Timing and implications The Commission's proposals represent significant changes to the ESG regulatory landscape that would need to be approved by the EU institutions (including the European Parliament) before becoming law. The proposals could be revised and amended as they work their way through the legislative process.
While the Commission has committed to pursuing these changes to the CSRD, the average time from Commission proposal to a Directive being finalised has in the past been 9 to 15 months. Given the contentious nature of the proposed changes, there is no certainty that the legislative process will be quick. The final Directive has then to be transposed into the national laws of each EU country (including Ireland). Until this happens, the CSRD as currently in force remains the law.
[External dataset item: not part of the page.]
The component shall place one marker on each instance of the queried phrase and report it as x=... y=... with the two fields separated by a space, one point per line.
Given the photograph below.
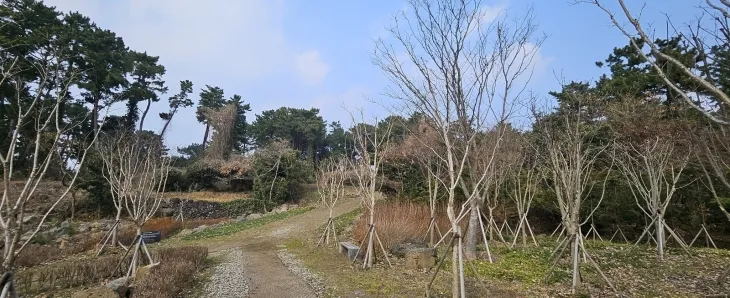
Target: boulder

As many EU companies are due to report in respect of their 2025 and 2026 financial year, the Commission has proposed the two-year delay described above in a separate, shorter Directive. The Commission envisages that this Directive could become law more quickly (eg, by the end of this year). This two-year delay would then allow for a window for the EU to finalise the more substantive proposals and for member states to implement new national laws, before most companies are required to start reporting for their 2027 financial year.
It is not clear that the EU's legislative machinery (and national governments) can work quickly enough to provide companies with the certainty they need to make decisions based on the proposals (eg, for companies / groups with less than 1,000 employees to decide whether to abandon preparations for the CSRD). While there is merit in companies considering a pause on their preparations for the CSRD, pending seeing how the omnibus proposals progress through the EU's legislative process (particularly the proposed two-year delay), many companies have approached CSRD preparations as part of a broader strategy for sustainable growth and may wish to continue with these efforts. The appropriate next steps will vary from company to company, depending on their employee footprint, their overall sustainability strategy and where they are in their CSRD-preparations.
Aside from the CSRD, on 26 February the Commission also proposed changes to the Corporate Sustainability Due Diligence Directive and the Carbon Border Adjustment Mechanism. We will issue a separate update regarding these developments.